Parece clara a tendência de desaceleração de crescimento adicional do emprego na indústria brasileira. De fato, os dados divulgados hoje pelo IBGE mostram que, em agosto, a variação do número de ocupados na indústria, embora se mantendo na faixa positiva, regrediu bastante com relação ao padrão que vinha sendo obtido em meses anteriores. O aumento de apenas 0,1% em agosto com relação a julho, calculado a partir da série com ajuste sazonal, contrasta com as elevações de 0,4%, 0,5% e 0,3% registradas, respectivamente, em maio, junho e julho.
A causa desse arrefecimento está no menor ritmo do crescimento industrial ocorrido após a indústria ter experimentado um tão vertiginoso quanto passageiro aumento de sua produção no primeiro trimestre deste ano. Com se sabe, o emprego costuma reagir às variações na produção, porém com alguma defasagem. De qualquer modo, é importante destacar que, em agosto deste ano com relação ao mesmo mês de 2009, o emprego industrial foi 5,2% maior, uma marca expressiva, e a variação acumulada nos últimos 12 meses até agosto foi de 0,5%, o primeiro resultado positivo nessa base de comparação após dezesseis meses de recuos.

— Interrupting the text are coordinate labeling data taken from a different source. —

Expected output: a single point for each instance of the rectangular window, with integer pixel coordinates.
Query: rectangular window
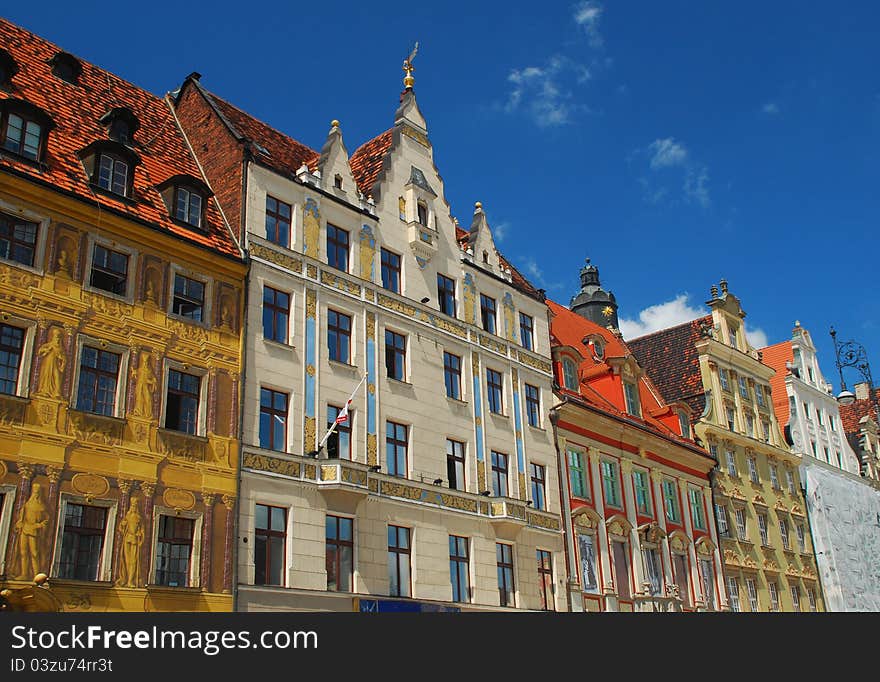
(188, 207)
(174, 550)
(611, 483)
(731, 463)
(753, 470)
(707, 576)
(670, 501)
(18, 239)
(682, 578)
(762, 528)
(446, 295)
(22, 137)
(113, 174)
(189, 298)
(395, 355)
(459, 568)
(577, 475)
(740, 516)
(339, 336)
(796, 597)
(698, 515)
(399, 566)
(494, 391)
(499, 474)
(504, 561)
(452, 375)
(487, 313)
(631, 392)
(652, 570)
(182, 402)
(339, 442)
(270, 539)
(721, 518)
(273, 420)
(455, 464)
(533, 405)
(98, 378)
(526, 331)
(277, 221)
(537, 474)
(752, 589)
(339, 557)
(395, 449)
(276, 315)
(733, 593)
(11, 345)
(82, 542)
(545, 577)
(587, 547)
(783, 531)
(642, 486)
(774, 595)
(109, 270)
(390, 271)
(337, 248)
(620, 555)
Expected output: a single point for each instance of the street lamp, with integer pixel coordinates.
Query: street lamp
(851, 354)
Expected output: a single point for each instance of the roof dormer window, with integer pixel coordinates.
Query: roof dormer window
(121, 124)
(23, 129)
(8, 68)
(66, 67)
(186, 197)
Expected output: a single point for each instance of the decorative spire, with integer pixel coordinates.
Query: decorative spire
(408, 68)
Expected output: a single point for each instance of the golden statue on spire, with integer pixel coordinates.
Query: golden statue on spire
(408, 68)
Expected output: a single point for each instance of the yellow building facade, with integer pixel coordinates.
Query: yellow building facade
(120, 345)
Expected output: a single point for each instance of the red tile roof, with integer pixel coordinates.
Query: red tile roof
(76, 110)
(599, 386)
(776, 356)
(366, 162)
(671, 360)
(285, 155)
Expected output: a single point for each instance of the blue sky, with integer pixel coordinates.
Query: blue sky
(674, 143)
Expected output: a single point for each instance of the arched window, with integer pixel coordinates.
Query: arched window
(569, 374)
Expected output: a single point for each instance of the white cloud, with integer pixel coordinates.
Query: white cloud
(671, 313)
(666, 153)
(541, 91)
(587, 15)
(660, 316)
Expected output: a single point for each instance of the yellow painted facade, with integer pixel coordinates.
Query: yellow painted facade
(56, 457)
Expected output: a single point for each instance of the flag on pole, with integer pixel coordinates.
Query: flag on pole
(342, 417)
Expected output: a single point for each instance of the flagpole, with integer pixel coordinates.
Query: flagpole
(332, 428)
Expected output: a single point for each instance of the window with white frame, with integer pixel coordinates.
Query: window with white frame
(752, 590)
(740, 516)
(733, 593)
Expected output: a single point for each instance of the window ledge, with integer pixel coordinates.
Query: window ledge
(279, 344)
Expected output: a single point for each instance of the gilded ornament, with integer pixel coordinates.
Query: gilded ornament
(90, 485)
(31, 528)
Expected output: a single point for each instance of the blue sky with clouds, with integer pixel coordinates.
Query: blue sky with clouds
(674, 143)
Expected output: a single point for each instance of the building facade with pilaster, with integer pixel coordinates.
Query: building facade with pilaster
(120, 335)
(438, 490)
(767, 549)
(639, 528)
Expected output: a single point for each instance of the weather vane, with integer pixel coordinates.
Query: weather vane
(408, 68)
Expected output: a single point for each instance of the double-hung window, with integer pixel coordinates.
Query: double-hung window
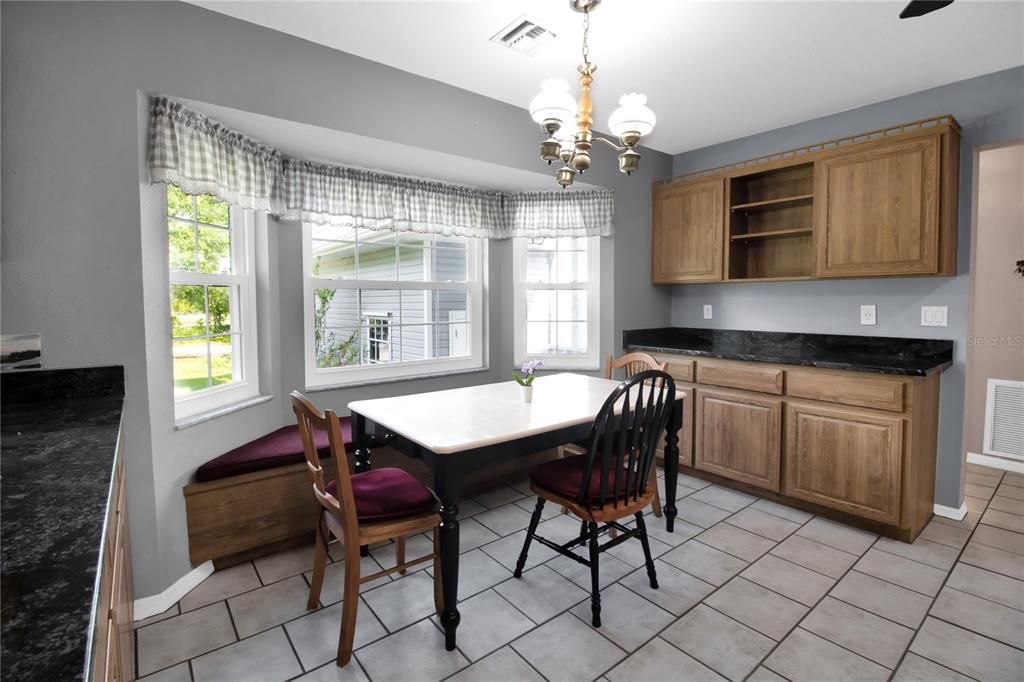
(212, 303)
(557, 301)
(382, 305)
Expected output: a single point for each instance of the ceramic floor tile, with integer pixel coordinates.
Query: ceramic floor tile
(403, 601)
(999, 539)
(809, 554)
(315, 636)
(838, 536)
(904, 572)
(803, 656)
(268, 606)
(723, 498)
(541, 593)
(980, 615)
(505, 519)
(182, 637)
(967, 652)
(285, 564)
(568, 649)
(678, 592)
(266, 656)
(627, 619)
(726, 646)
(891, 601)
(1001, 519)
(859, 631)
(763, 523)
(742, 544)
(660, 661)
(987, 585)
(706, 562)
(488, 622)
(788, 580)
(924, 551)
(221, 585)
(993, 559)
(769, 613)
(915, 669)
(414, 653)
(504, 664)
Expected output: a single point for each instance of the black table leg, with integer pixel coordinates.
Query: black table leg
(361, 440)
(672, 463)
(448, 484)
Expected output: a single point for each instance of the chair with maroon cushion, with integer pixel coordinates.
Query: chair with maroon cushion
(611, 480)
(360, 509)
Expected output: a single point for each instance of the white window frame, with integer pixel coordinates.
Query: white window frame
(325, 378)
(591, 359)
(245, 345)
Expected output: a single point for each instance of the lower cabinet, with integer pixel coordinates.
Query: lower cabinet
(738, 435)
(844, 459)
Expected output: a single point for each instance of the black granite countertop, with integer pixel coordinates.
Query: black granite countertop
(58, 432)
(915, 357)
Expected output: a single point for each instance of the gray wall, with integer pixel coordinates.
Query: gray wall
(84, 251)
(990, 109)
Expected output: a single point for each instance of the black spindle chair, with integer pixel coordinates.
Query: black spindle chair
(611, 480)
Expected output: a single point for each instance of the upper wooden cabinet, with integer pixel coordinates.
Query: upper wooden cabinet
(876, 204)
(686, 244)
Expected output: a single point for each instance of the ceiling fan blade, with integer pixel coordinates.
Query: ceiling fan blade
(922, 7)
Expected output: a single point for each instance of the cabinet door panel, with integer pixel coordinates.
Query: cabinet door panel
(738, 436)
(845, 459)
(879, 210)
(688, 224)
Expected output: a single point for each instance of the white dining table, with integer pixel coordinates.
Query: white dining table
(460, 430)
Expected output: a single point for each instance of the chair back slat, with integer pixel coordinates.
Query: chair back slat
(624, 438)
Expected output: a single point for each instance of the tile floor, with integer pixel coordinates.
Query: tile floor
(749, 590)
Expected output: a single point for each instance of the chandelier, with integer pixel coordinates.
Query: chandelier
(555, 110)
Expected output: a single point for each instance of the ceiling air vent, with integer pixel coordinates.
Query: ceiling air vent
(523, 35)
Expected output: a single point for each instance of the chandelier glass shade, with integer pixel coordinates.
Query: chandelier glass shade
(567, 121)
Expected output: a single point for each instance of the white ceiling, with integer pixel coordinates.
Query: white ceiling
(713, 71)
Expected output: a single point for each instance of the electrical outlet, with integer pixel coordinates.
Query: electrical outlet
(934, 315)
(868, 314)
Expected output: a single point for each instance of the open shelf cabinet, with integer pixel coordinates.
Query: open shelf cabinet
(771, 214)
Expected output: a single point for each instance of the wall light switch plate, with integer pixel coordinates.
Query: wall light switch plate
(868, 314)
(934, 315)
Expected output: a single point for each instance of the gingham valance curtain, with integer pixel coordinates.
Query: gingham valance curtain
(201, 156)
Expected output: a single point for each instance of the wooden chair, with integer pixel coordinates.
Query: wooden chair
(360, 509)
(611, 480)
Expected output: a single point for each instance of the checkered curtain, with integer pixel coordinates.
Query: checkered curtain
(203, 157)
(560, 213)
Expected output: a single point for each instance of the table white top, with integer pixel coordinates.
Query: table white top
(462, 419)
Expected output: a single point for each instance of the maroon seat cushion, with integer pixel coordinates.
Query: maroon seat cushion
(387, 494)
(278, 449)
(564, 477)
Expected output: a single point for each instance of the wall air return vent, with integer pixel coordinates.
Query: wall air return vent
(523, 35)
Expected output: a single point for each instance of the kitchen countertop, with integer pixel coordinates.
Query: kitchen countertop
(58, 438)
(914, 357)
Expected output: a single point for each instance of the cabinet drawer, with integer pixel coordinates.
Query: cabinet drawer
(749, 377)
(878, 392)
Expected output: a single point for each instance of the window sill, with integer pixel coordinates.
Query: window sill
(201, 418)
(394, 380)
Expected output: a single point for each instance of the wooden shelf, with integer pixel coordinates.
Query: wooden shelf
(772, 203)
(775, 232)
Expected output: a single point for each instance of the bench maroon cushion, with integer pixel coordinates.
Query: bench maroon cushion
(386, 494)
(278, 449)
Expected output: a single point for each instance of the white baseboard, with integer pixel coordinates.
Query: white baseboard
(158, 603)
(951, 512)
(995, 462)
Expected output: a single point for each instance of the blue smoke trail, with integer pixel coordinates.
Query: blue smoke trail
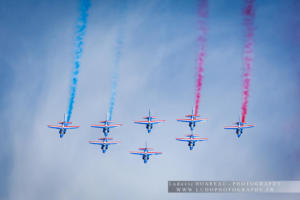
(118, 53)
(80, 32)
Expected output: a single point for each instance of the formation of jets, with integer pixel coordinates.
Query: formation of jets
(149, 121)
(63, 127)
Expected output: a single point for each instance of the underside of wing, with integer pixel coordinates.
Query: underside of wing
(184, 139)
(71, 127)
(56, 127)
(154, 153)
(231, 127)
(247, 126)
(98, 126)
(141, 122)
(184, 120)
(136, 153)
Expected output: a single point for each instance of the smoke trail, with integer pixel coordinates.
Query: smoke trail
(249, 14)
(118, 53)
(80, 32)
(202, 13)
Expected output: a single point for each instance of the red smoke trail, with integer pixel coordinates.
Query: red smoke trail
(249, 14)
(202, 13)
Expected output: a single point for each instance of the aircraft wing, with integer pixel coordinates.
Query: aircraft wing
(149, 122)
(190, 120)
(237, 127)
(247, 126)
(56, 127)
(191, 139)
(153, 153)
(231, 127)
(141, 122)
(103, 143)
(103, 126)
(71, 127)
(137, 153)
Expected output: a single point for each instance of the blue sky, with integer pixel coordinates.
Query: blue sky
(157, 71)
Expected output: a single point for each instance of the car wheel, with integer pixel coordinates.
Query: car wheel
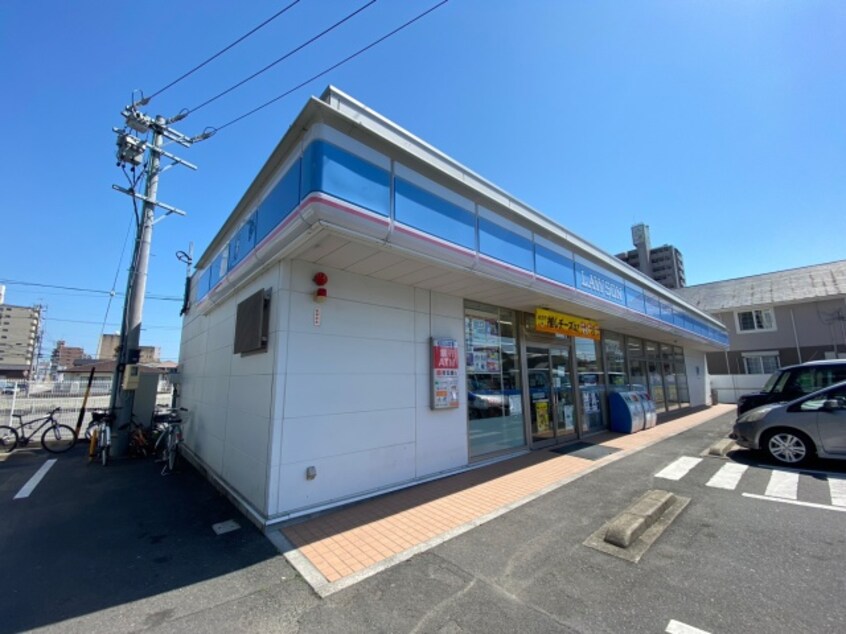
(789, 447)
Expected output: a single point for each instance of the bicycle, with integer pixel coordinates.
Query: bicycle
(168, 424)
(99, 434)
(57, 438)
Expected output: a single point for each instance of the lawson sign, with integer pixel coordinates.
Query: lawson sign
(592, 281)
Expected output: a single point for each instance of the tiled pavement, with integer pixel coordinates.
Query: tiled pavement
(339, 548)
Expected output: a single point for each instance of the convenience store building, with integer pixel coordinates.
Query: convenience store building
(373, 314)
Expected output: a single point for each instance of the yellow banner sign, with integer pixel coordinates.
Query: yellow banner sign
(562, 324)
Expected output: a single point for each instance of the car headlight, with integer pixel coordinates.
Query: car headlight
(754, 415)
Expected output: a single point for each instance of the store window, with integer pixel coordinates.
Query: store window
(494, 390)
(761, 362)
(761, 320)
(681, 378)
(615, 362)
(668, 369)
(591, 384)
(653, 373)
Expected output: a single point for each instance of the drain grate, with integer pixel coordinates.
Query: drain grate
(586, 450)
(225, 527)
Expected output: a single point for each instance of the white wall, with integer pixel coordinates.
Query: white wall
(697, 377)
(729, 386)
(354, 390)
(229, 396)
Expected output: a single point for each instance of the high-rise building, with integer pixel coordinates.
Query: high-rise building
(19, 332)
(663, 264)
(109, 345)
(64, 356)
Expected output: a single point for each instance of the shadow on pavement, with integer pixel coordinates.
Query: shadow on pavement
(90, 538)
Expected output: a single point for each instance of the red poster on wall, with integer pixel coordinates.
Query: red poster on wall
(444, 373)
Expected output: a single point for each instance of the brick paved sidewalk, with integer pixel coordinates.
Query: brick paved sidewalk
(339, 548)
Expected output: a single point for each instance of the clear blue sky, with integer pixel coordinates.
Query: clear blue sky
(720, 124)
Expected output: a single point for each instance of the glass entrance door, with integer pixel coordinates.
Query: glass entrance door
(551, 395)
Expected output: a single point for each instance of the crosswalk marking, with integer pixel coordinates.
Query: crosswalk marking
(677, 627)
(837, 489)
(29, 487)
(812, 505)
(679, 468)
(783, 484)
(728, 476)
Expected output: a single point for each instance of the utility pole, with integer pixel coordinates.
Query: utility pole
(131, 150)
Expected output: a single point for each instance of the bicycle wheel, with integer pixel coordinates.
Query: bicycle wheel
(58, 438)
(105, 446)
(8, 438)
(172, 449)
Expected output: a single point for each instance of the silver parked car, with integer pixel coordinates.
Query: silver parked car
(793, 433)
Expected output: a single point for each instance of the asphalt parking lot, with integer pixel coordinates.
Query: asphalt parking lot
(88, 538)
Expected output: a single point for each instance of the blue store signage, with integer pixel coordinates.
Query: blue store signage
(595, 283)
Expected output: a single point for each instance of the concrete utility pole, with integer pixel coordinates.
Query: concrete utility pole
(131, 150)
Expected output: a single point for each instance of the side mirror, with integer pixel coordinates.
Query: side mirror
(832, 404)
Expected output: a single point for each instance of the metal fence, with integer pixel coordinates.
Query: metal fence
(32, 399)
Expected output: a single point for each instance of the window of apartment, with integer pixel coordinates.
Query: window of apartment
(755, 320)
(761, 362)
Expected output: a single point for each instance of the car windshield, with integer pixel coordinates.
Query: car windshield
(769, 386)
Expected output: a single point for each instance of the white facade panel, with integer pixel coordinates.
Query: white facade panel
(318, 437)
(697, 373)
(338, 394)
(248, 476)
(343, 476)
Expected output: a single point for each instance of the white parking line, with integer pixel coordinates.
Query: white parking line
(837, 488)
(783, 484)
(812, 505)
(728, 476)
(677, 627)
(29, 487)
(678, 469)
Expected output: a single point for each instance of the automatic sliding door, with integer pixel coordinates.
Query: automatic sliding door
(551, 394)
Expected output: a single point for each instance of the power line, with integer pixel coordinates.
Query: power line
(223, 50)
(112, 293)
(284, 57)
(167, 298)
(333, 67)
(97, 323)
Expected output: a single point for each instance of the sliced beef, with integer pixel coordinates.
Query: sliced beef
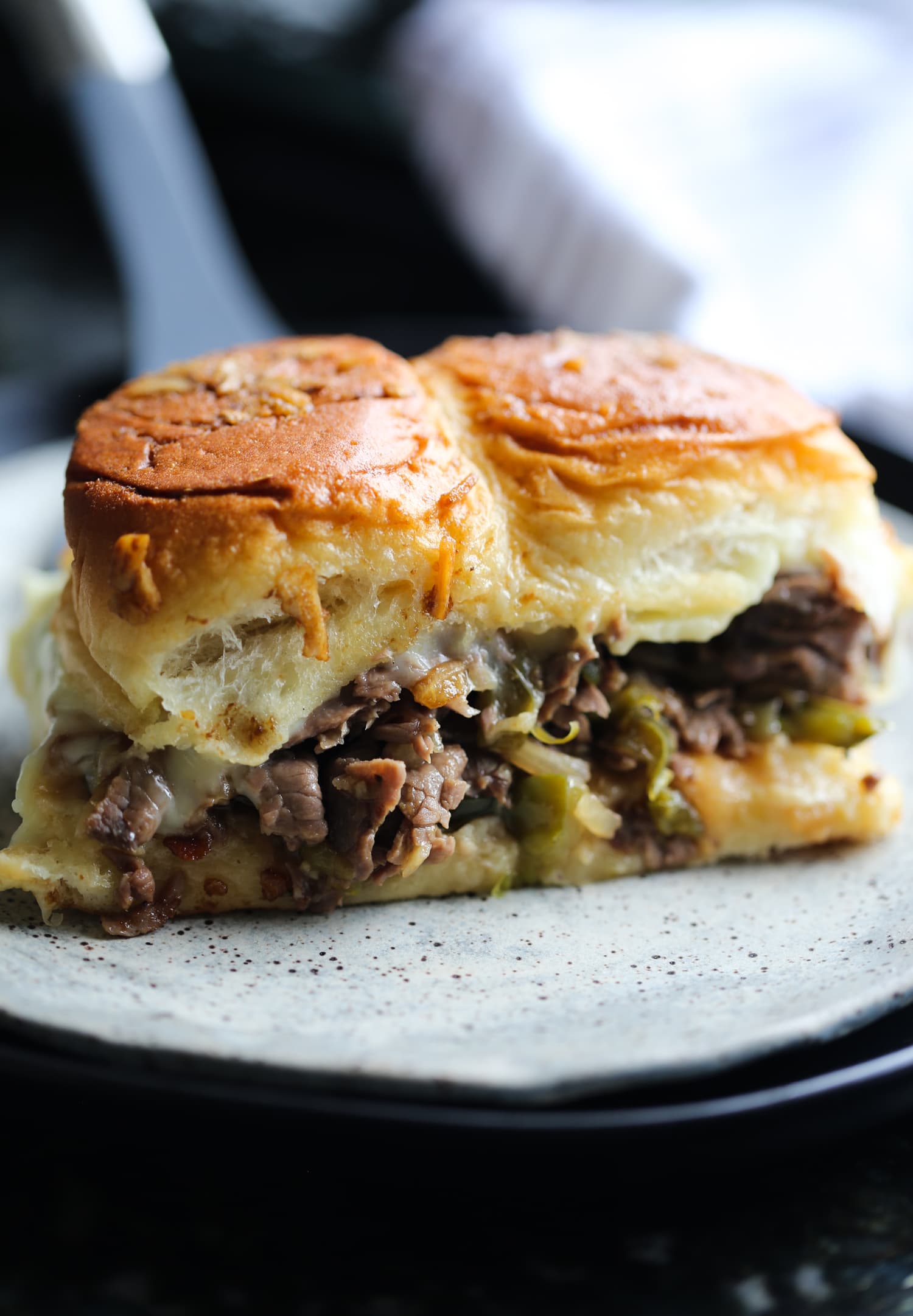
(407, 724)
(357, 706)
(486, 774)
(429, 795)
(560, 678)
(639, 836)
(132, 807)
(802, 636)
(152, 915)
(364, 793)
(705, 723)
(138, 885)
(287, 796)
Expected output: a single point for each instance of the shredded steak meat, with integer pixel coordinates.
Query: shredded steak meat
(359, 705)
(287, 796)
(365, 792)
(407, 724)
(707, 723)
(138, 886)
(486, 774)
(131, 809)
(429, 795)
(802, 636)
(638, 835)
(560, 678)
(149, 916)
(385, 802)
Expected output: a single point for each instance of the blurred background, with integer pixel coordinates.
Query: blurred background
(737, 172)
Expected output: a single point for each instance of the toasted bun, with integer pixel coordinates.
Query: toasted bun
(253, 528)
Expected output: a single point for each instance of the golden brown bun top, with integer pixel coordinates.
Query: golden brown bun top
(253, 528)
(338, 425)
(593, 402)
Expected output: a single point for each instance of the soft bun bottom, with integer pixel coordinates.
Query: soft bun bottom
(784, 796)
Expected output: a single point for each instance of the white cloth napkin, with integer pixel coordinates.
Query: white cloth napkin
(741, 174)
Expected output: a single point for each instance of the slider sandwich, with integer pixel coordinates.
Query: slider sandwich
(525, 611)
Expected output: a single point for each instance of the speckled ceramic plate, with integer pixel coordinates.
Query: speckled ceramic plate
(538, 995)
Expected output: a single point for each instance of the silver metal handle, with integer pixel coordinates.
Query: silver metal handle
(111, 38)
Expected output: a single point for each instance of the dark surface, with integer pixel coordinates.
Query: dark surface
(132, 1199)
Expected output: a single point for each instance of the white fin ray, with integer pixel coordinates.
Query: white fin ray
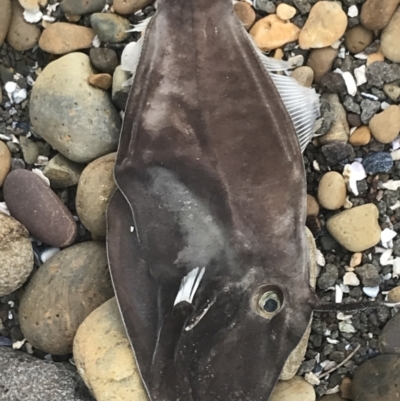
(301, 103)
(189, 285)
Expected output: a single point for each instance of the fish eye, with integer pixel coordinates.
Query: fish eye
(269, 301)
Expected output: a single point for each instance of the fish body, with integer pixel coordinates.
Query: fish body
(206, 239)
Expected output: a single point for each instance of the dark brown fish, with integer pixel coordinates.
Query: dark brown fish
(206, 232)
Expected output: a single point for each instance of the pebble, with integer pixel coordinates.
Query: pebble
(375, 14)
(5, 162)
(377, 162)
(5, 18)
(356, 229)
(101, 81)
(21, 35)
(389, 340)
(360, 137)
(321, 61)
(385, 126)
(104, 59)
(62, 172)
(129, 6)
(332, 191)
(80, 282)
(245, 13)
(271, 32)
(81, 7)
(293, 390)
(39, 209)
(25, 377)
(110, 28)
(73, 117)
(103, 356)
(339, 130)
(61, 38)
(16, 254)
(30, 150)
(95, 188)
(369, 275)
(358, 38)
(326, 24)
(285, 12)
(390, 37)
(377, 379)
(304, 76)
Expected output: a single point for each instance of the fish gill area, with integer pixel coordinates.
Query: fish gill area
(61, 337)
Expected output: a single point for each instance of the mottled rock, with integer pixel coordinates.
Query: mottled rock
(16, 255)
(79, 280)
(321, 61)
(5, 18)
(62, 38)
(104, 358)
(5, 162)
(24, 377)
(245, 13)
(293, 390)
(332, 191)
(375, 14)
(129, 6)
(21, 35)
(95, 188)
(385, 126)
(74, 117)
(62, 172)
(356, 229)
(271, 32)
(104, 59)
(101, 81)
(377, 379)
(80, 7)
(39, 209)
(377, 162)
(110, 28)
(360, 137)
(358, 38)
(326, 23)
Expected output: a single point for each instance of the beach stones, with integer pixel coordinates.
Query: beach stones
(79, 281)
(39, 209)
(104, 357)
(24, 377)
(16, 254)
(356, 229)
(325, 24)
(377, 379)
(62, 38)
(95, 188)
(332, 191)
(71, 115)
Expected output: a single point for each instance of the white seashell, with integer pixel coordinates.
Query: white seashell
(371, 292)
(350, 278)
(350, 83)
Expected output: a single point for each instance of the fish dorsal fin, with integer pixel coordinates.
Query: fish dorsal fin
(301, 103)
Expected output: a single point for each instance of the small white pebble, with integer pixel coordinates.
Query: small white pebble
(351, 279)
(371, 292)
(352, 12)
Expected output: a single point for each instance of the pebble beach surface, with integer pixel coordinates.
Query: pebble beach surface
(61, 102)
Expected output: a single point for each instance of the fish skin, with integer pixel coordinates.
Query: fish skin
(209, 173)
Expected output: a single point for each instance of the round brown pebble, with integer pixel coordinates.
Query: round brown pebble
(360, 137)
(101, 81)
(245, 13)
(62, 293)
(39, 209)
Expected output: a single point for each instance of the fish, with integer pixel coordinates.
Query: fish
(206, 232)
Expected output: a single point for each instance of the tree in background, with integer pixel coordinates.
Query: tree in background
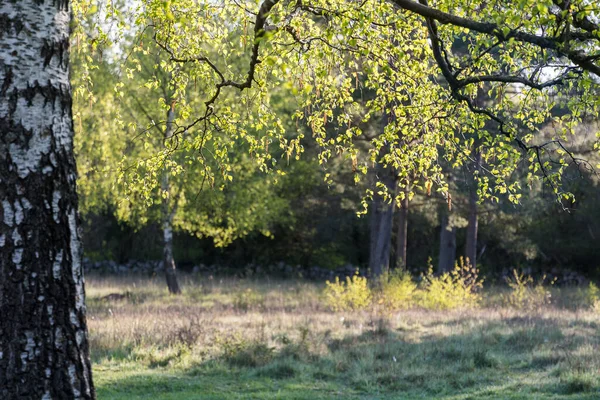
(44, 350)
(194, 201)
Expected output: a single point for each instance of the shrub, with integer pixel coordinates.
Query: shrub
(245, 300)
(241, 353)
(458, 288)
(397, 290)
(353, 294)
(593, 296)
(525, 293)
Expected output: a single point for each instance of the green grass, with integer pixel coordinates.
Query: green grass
(250, 340)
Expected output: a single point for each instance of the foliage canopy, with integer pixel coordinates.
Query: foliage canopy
(426, 73)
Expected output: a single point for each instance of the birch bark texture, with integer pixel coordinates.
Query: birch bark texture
(44, 350)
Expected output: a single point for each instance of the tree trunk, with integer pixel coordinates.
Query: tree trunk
(471, 245)
(44, 350)
(402, 235)
(382, 219)
(447, 243)
(168, 212)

Há também outros fatores ligados ao mercado de trabalho da indústria que são positivos e também merecem destaque. Podem ser observados aumentos de emprego em regiões e em setores importantes para a economia brasileira, seja porque são grandes contratantes de mão de obra ou porque estão ligados a novos investimentos. Na comparação mensal com agosto de 2009, as variações mais significativas do emprego industrial ocorreram em São Paulo (3,8%), Região Nordeste (6,7%), Rio Grande do Sul (8,1%), Região Norte e Centro-Oeste (7,9%) e Minas Gerais (4,4%). Setorialmente, os destaques de maior significância foram: máquinas e equipamentos (12,7%), meios de transporte (9,5%), produtos de metal (9,0%), máquinas, aparelhos eletroeletrônicos e de comunicações (9,8%), calçados e couro (8,0%) e metalurgia básica (12,9%).
Horas pagas
A expectativa é que o emprego mantenha sua trajetória de crescimento nos próximos meses, ainda que, possivelmente, com menor ímpeto. O aumento do número de horas pagas na indústria ajuda a nutrir tal expectativa. Em agosto com relação ao mês imediatamente anterior, o número de horas pagas voltou a crescer (0,8%), após cair 0,3% em julho. Frente a igual mês de 2009, verificou-se ampliação de 6,4% no número de horas pagas, o sétimo aumento consecutivo nessa comparação. Já as variações acumuladas no ano e nos últimos 12 meses até agosto foram de –4,2% e 1,2%, respectivamente.
Pessoal ocupado
Na passagem de julho para agosto na série livre de efeitos sazonais, o pessoal ocupado assalariado na indústria apresentou avanço de 0,1%, a oitava variação positiva consecutiva. Na relação mês/ mesmo mês de 2009, o emprego industrial assinalou acréscimo de 5,2%, o sétimo resultado positivo nesta comparação. Nos primeiros oito meses do ano, frente ao mesmo período do ano anterior, houve uma variação acumulada de 3,2%, contra taxa de –5,4% no mesmo período de 2009. A variação acumulada nos últimos 12 meses foi de 0,5%, a primeira expansão após dezesseis meses de recuos.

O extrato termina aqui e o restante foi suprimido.